Reason 2: Inbound marketing is more targeted and delivers a far greater ROI
The inbound marketing methodology is based on being found by the RIGHT people rather than interruptive marketing techniques of the past, like advertising, which were less targeted. Through inbound, you target people who are searching for key information through search engines, and nurture them to becoming customers, this takes place through 4 stages:
Attract: This is about driving people to your website, through blogs, SEO/keyword optimisation, and social media
Convert: Exchange customer data for valuable, downloadable content (such as ebooks, videos, checklists, case studies etc) using calls-to-action, landing pages and forms
Close: Turn the prospect into a customer using customer relationship management (CRM), closed loop reporting, and marketing automation
Delight: Don’t forget about your customers once they’re on your books. Use them as valuable advocates for your brand by delivering outstanding customer service. Capture feedback using surveys and keep the conversation going using social monitoring tools.
The advantage of inbound is that it targets people more accurately than traditional marketing, and if implemented well, provides an ROI far greater than that of traditional marketing methods. Also a large amount of data is available to you a)to target people b)to monitor performance and identify potential areas for improvement.
Reason 3: The marketing landscape has changed, don’t get left behind
The marketing landscape isn’t changing, it’s already changed. Companies who aren’t embracing digital marketing tools are already behind the curve, so doing nothing isn’t an option any more. Here are a couple of common objections to inbound marketing within the manufacturing industry:
“Social media? That’s what my children mess about with”
- There are over 2 billion active social media accounts and over 1.65 billion active mobile social accounts worldwide with:
- 1.4bn Facebook users
- 284m Twitter users
- 347m LinkedIn users
It’s easy to assume that social media is only useful for sharing photos of dogs with human eyes, but 4.5 billion Facebook likes are generated every day, which add to the impressions content makes on the network, so if your content is like-worthy and shareable, it can be a low cost way to spread your content and increase brand awareness.
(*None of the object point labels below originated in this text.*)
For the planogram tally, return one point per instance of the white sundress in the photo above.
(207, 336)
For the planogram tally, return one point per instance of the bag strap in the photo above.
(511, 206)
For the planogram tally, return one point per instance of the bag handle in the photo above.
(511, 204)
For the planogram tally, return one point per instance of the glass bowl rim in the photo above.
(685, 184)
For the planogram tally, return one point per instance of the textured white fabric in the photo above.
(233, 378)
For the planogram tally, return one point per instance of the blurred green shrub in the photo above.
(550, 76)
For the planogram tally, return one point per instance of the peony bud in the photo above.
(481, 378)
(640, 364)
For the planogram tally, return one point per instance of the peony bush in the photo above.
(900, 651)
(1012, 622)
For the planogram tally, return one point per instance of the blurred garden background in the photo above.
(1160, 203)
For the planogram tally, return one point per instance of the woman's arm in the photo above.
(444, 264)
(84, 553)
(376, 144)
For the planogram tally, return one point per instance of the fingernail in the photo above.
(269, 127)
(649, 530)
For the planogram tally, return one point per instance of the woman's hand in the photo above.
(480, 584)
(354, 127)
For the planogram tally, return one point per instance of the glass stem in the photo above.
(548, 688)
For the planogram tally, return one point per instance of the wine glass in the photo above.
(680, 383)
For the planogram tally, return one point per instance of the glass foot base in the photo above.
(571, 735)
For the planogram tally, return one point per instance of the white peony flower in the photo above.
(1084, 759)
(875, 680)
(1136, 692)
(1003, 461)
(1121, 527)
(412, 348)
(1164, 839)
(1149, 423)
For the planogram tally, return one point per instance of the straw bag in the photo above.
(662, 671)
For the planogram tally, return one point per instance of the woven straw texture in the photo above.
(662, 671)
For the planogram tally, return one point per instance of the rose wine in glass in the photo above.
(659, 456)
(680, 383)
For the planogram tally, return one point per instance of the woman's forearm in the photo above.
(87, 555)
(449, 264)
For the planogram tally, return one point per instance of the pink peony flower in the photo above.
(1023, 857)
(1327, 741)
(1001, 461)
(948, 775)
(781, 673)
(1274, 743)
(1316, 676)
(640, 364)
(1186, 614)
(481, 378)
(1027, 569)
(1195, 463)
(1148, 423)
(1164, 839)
"Mobile isn’t a priority in my industry"
Generation Y (as identified in this report as people born in the 80s and 90s) spend an average of 2 hours a day on their smartphones across 6 apps per day, and will make up 50% of the workforce by 2015. The importance of responsive mobile-friendly websites is ever increasing as more and more people rely on mobile for their web browsing.
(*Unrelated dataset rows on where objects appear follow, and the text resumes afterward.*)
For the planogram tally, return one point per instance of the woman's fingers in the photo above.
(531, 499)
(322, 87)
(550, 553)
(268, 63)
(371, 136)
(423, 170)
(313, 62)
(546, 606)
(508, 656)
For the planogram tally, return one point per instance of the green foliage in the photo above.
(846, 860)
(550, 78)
Mobile is also a consideration when setting up advertising campaigns – adverts can be optimised on mobile devices to include call buttons, or local results, for people browsing from certain areas or residing in certain areas.
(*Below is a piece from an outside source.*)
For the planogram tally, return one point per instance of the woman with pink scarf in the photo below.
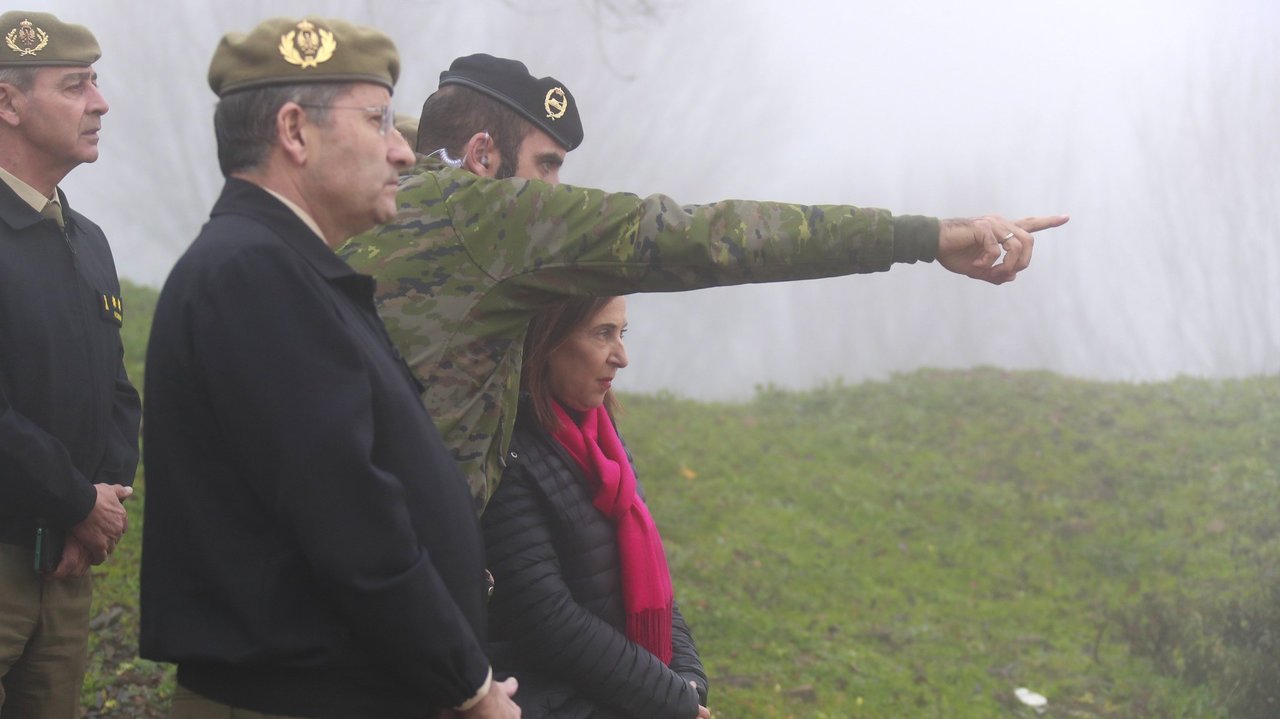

Inbound best practice in the manufacturing industry
Here’s 2 standout examples of manufacturing companies using inbound marketing effectively.
Burns McDonnell demonstrate how social media can extend reach, build brand awareness and following, with 10,000 subscribers between Facebook and Twitter alone. They also maintain a compelling careers blog which garners a good following and number of social shares.
Mirage Machines, on the other hand, demonstrate the value of a conversion optimised site, driving customers where organically possibly to take up offers of premium content using Call To Action (CTA) buttons on the site, and using colour/space well to drive reader’s attention to these CTAs.
The Mirage Machines site is very simple and clearly laid out to aid navigation and drive customers to specific pages and offers
Whilst these two approaches are good uses of inbound on their own, they are not mutually exclusive. When employing inbound methodology, the following aspirations should be in place:
- Compelling content
- Regular publishing and sharing on social media
- Action-driven (conversion optimised) web page design
- Responsive design for mobile & tablets
In summary, the people you are looking to attract, the decision makers in industry, are relying more on the internet, and their mobile phones, to research and aid in those big decisions. Utilising inbound marketing techniques will bring you closer to your ideal customers, potentially for a significantly lower cost. The longer you leave it, the more you’ll be playing catch up when you start.
Don’t let your competitors get the edge. Act now.